148 WebSphere eXtreme Scale Best Practices for Operation and Management
Teardown failed, now what
Check the logs of the primary catalog server to ensure that the catalog server is in a good
state with no current exceptions. If the catalog server appears to be in an unhealthy state, yet
the replica catalog servers appear healthy, stop or kill the process of the primary catalog
server and invoke the teardown again.
If the teardown was invoked using filtering options and the filtering appears to have failed,
attempt to invoke the teardown by passing in an explicit list of container servers to tear down.
If the teardown status for a server has failed, the best course of action is to take a series of
thread dumps from the process and then force termination (kill). Save all thread dumps and
logs from the process for evaluation. As long as the server is not listed in the output from the
xsadmin -containers command, it is not considered available from the perspective of the
catalog server’s placement plans and routing. If the server still appears in the
xsadmin -routetable or xsadmin -containers output, attempt another teardown command
action.
If all else fails, you can kill any processes that are in an unhealthy state; the ability to restart a
catalog or container will not be harmed by killing its process. If the processes that you kill
include all catalog servers or so many containers that primary data is lost, the grid is
effectively down and all remaining processes must be stopped or killed. The grid can then be
restarted.
7.1.8 What to do when a JVM is lost
You manage high availability in WebSphere eXtreme Scale through the use of core groups
and the high availability manager.

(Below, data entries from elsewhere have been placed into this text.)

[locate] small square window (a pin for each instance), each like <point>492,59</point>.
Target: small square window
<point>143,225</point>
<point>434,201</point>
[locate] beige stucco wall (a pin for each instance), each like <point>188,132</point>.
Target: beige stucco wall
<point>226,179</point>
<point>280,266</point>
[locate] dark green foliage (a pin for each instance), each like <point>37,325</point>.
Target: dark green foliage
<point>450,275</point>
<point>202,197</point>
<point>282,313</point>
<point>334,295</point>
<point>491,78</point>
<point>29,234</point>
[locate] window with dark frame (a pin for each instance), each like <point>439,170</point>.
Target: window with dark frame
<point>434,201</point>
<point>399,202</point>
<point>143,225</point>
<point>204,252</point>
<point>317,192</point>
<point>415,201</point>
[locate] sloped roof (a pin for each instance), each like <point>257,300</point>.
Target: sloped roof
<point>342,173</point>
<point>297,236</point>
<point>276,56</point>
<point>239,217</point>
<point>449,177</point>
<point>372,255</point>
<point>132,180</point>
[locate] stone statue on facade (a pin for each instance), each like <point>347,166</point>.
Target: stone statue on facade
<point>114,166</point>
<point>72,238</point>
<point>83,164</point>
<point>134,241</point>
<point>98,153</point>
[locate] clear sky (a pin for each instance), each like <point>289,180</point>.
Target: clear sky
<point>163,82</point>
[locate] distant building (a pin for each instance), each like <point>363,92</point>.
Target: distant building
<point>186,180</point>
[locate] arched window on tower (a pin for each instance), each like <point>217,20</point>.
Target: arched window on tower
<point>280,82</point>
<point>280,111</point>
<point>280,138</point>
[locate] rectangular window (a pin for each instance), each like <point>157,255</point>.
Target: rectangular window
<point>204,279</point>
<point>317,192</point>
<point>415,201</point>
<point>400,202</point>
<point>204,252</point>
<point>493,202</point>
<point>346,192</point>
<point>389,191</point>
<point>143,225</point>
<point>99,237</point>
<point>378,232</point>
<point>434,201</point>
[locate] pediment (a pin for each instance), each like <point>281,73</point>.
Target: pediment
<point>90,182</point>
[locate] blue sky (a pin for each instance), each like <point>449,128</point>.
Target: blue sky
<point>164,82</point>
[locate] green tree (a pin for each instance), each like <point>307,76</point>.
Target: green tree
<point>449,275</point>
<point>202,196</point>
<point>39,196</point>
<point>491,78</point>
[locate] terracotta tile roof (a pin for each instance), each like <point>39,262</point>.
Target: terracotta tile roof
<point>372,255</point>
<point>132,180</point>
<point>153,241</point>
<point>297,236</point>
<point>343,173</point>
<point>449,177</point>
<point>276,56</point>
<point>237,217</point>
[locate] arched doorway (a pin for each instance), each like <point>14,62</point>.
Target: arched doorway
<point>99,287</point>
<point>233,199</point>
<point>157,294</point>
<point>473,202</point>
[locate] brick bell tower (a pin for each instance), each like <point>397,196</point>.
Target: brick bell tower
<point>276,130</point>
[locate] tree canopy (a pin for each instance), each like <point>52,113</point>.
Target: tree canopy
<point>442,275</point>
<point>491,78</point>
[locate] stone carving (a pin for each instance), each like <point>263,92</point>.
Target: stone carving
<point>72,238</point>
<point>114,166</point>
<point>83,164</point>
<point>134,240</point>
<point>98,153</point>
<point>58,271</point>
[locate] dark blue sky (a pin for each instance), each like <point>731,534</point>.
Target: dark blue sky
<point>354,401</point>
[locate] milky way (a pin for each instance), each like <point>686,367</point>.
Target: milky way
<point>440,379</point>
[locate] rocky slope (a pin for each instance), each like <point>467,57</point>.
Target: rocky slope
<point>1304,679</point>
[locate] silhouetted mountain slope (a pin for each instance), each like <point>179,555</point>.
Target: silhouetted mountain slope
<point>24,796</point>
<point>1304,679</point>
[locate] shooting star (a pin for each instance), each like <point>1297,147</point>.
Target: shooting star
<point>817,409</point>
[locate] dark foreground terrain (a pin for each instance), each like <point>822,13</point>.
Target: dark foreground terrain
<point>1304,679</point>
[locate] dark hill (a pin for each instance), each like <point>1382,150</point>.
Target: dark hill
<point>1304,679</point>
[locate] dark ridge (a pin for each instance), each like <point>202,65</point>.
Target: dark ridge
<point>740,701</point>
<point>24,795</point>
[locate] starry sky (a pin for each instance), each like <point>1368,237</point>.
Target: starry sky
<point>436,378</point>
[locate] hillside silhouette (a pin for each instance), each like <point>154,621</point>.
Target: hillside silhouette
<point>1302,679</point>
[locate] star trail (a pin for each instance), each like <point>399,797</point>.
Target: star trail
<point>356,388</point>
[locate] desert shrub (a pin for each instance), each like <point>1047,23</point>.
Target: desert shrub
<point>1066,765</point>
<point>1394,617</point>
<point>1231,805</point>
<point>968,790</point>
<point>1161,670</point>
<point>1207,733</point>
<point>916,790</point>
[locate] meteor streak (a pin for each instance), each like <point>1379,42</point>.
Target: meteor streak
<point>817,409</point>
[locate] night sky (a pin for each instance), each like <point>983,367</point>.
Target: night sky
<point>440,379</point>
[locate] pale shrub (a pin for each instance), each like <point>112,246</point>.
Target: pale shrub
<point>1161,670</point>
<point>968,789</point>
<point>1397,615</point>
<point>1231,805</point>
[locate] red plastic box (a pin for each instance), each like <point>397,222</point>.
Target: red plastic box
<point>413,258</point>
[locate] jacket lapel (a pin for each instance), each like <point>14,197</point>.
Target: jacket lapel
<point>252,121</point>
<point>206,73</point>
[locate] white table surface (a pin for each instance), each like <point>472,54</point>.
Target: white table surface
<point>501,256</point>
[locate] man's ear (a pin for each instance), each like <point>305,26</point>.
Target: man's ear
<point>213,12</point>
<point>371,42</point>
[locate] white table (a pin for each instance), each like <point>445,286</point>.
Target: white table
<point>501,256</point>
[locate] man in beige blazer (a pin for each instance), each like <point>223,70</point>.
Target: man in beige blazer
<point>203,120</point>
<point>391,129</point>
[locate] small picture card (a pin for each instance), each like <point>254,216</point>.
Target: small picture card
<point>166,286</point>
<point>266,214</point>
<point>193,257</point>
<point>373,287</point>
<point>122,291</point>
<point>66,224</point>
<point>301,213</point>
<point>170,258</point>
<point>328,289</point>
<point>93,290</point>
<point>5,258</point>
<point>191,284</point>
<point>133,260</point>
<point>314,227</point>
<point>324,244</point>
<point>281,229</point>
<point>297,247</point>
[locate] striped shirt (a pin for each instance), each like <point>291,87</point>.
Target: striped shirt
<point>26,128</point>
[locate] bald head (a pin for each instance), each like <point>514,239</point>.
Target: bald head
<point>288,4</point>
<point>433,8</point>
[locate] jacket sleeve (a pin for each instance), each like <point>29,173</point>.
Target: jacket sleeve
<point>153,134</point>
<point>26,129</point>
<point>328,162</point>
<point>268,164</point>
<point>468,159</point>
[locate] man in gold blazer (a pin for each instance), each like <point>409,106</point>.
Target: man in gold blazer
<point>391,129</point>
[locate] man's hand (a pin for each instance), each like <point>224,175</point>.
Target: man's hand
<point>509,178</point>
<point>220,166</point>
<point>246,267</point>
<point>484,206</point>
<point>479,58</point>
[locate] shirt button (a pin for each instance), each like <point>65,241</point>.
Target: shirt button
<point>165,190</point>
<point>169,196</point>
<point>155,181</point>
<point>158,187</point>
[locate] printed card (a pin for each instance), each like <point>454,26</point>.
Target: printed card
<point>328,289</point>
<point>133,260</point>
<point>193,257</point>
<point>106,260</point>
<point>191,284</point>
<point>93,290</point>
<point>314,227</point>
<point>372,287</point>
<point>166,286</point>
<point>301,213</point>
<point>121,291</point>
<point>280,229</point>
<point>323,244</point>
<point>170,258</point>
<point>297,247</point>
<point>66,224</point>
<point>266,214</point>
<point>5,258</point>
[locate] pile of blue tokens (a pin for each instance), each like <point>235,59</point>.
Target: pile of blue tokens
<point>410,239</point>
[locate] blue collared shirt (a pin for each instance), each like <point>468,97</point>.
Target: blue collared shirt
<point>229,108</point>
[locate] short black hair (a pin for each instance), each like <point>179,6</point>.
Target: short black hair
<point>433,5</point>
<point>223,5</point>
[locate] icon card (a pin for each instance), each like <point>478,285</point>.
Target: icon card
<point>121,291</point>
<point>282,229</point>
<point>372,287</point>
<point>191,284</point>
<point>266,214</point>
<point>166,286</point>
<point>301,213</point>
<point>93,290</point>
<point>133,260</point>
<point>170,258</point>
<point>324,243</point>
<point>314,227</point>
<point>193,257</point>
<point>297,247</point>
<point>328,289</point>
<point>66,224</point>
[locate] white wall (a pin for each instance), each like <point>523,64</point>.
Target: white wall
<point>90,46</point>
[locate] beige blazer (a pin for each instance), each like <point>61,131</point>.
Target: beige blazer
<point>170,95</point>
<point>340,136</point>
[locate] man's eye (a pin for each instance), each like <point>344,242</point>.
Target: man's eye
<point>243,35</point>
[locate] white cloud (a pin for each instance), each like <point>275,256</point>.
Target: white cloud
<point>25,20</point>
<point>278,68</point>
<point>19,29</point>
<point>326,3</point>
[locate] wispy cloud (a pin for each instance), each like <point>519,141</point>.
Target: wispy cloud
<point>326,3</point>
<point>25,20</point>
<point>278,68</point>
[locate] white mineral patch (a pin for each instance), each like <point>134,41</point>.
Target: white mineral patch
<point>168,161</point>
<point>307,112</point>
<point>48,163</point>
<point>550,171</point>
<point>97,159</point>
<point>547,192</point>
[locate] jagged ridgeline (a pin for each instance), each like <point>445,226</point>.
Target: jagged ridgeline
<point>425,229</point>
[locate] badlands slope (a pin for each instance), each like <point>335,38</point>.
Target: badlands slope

The catalog service is responsible for placing container
servers in core groups. A single member of the core group is designated as the leader of the
core group. The core group leader contacts the JVMs in the group and reports failures and
membership changes (a failed or new JVM) to the catalog service. JVM failures are detected
by the core group leader through missed heartbeats or from recognizing that a JVM’s socket
has closed. The catalog service itself operates as a private core group. It contains logic to
detect catalog server failures and includes quorum logic.
You need to be aware of the following failure scenarios:
Container server failure
If the catalog service marks a container JVM as failed and the container is later reported
as alive, the container JVM will be told to shut down the container servers. A JVM in this
state will not be visible in xsadmin queries. These JVMs need to be manually restarted.
Quorum loss from catalog failure
All members of the catalog service are expected to be online. The catalog service will only
respond to container events while the catalog service has quorum. Container servers will
retry requests rejected by the catalog. If you attempt to start a container during a quorum
loss event, the container will not start.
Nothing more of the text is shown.